The Application of Near Infrared Spectroscopy (NIRS) in the Detection of Lower Limb Compartment Syndrome
This study aims to determine how infrared spectroscopy compares to continuous compartment pressure monitoring in the detection of compartment syndrome.
Individuals meeting the study eligibility criteria will be identified at time of admission by the receiving Trauma and Orthopaedics Registrar who will be trained in the study design and protocols.
Eligible individuals will be approached about participating in the study either at time of admission or shortly afterwards, either by the chief investigator or another doctor trained in the research protocol. Where the individual is unconscious or otherwise incapacitated, which is likely in many major trauma victims, inclusion in the study will be discussed with the patient's legal representative and/or family.
The consent process for the study will consist of having the study protocol explained by either the chief investigator, or another doctor trained in the study design. Patients will be allowed to read a participant information sheet, and permitted as much time as they require to decide if they wish to participate in the study. Verbal and written consent will be taken using a study specific consent form.

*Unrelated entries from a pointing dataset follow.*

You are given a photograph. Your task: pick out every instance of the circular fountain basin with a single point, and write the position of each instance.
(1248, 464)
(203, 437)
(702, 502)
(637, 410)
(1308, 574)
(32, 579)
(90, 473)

In the case of incapacitated patients, the study design will be explained to their relatives' legal representatives as appropriate and advice sought from them as to whether they know of any reason why the patient might object to participate in the study. Upon regain capacity consent will be sought from the patient for storage and analysis of their study data.
Once consented, the patient will undergo monitoring with both continuous compartment pressures, and NIRS measurements.

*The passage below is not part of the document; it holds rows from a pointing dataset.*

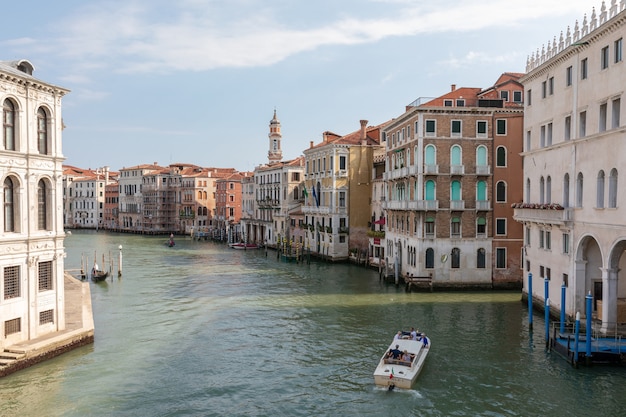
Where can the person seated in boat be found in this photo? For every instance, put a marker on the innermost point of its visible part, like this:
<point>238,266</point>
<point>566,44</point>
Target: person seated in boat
<point>406,358</point>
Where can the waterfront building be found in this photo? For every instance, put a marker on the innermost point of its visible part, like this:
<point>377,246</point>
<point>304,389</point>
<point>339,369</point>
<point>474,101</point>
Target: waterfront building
<point>337,192</point>
<point>376,232</point>
<point>575,233</point>
<point>31,231</point>
<point>131,215</point>
<point>273,213</point>
<point>111,205</point>
<point>162,197</point>
<point>86,197</point>
<point>452,170</point>
<point>227,214</point>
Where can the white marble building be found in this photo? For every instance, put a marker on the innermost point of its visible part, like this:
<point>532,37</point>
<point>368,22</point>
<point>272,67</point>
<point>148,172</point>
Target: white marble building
<point>575,142</point>
<point>31,227</point>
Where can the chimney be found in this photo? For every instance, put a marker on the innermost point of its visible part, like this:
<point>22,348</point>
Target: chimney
<point>363,129</point>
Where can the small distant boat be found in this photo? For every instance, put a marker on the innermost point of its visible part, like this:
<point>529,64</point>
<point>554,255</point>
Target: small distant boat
<point>244,245</point>
<point>98,275</point>
<point>392,373</point>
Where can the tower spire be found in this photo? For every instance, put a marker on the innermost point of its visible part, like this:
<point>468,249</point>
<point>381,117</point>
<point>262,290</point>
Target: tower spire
<point>274,154</point>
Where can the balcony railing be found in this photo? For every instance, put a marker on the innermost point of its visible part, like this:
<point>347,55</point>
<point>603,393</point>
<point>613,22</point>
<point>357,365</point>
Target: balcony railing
<point>539,215</point>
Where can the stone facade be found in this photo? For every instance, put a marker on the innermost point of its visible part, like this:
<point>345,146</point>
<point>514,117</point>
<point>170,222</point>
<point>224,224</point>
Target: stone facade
<point>31,230</point>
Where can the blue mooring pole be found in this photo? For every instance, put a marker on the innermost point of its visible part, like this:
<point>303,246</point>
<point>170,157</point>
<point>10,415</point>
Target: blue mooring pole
<point>588,299</point>
<point>576,337</point>
<point>530,300</point>
<point>547,313</point>
<point>563,288</point>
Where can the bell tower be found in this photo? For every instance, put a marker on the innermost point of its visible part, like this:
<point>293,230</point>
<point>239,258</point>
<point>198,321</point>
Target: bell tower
<point>274,154</point>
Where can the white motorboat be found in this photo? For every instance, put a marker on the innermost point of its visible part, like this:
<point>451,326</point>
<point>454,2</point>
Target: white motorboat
<point>396,373</point>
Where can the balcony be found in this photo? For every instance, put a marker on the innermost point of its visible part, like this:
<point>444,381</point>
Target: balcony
<point>544,213</point>
<point>431,169</point>
<point>457,204</point>
<point>483,170</point>
<point>483,205</point>
<point>457,169</point>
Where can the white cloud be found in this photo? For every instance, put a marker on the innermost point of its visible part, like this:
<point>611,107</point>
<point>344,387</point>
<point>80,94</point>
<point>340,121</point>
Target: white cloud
<point>196,35</point>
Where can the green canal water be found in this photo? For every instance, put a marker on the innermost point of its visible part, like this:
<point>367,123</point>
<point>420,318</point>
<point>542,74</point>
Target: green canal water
<point>203,330</point>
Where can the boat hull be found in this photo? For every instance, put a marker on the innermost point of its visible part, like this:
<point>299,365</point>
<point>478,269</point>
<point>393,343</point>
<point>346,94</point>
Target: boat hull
<point>392,373</point>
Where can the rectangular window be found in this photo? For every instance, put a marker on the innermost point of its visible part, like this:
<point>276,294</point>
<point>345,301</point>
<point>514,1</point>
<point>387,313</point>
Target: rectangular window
<point>12,282</point>
<point>46,317</point>
<point>615,112</point>
<point>45,276</point>
<point>456,128</point>
<point>431,128</point>
<point>551,86</point>
<point>604,58</point>
<point>501,127</point>
<point>582,124</point>
<point>602,118</point>
<point>501,227</point>
<point>568,76</point>
<point>12,326</point>
<point>481,129</point>
<point>500,258</point>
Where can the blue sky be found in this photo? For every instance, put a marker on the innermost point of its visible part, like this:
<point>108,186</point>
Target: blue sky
<point>197,81</point>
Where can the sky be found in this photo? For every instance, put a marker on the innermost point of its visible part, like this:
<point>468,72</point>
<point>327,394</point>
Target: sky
<point>198,81</point>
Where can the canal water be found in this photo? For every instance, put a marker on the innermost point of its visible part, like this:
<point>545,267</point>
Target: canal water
<point>203,330</point>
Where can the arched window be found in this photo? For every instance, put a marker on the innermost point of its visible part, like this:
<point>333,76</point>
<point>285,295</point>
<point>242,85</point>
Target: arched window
<point>501,192</point>
<point>481,191</point>
<point>501,156</point>
<point>481,156</point>
<point>429,190</point>
<point>455,190</point>
<point>455,155</point>
<point>42,206</point>
<point>430,155</point>
<point>613,189</point>
<point>10,205</point>
<point>430,258</point>
<point>566,190</point>
<point>480,258</point>
<point>455,258</point>
<point>579,190</point>
<point>8,122</point>
<point>600,190</point>
<point>42,131</point>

Recordings for both techniques will be taken each hour, as part of the patients normal observations, from the point of consent until 24 hours after their first operation. Where patients do not have an operation the total duration of monitoring will be 24 hours. The measurements will be taken by nursing staff who have received training in both techniques. The procedure for each technique is described below:
Continuous compartment pressures will be recorded in the broken leg, in case of tibial fractures, in all other patients fitting the inclusion criteria measurements will be taken from both legs (as both legs are at risk of compartment syndrome).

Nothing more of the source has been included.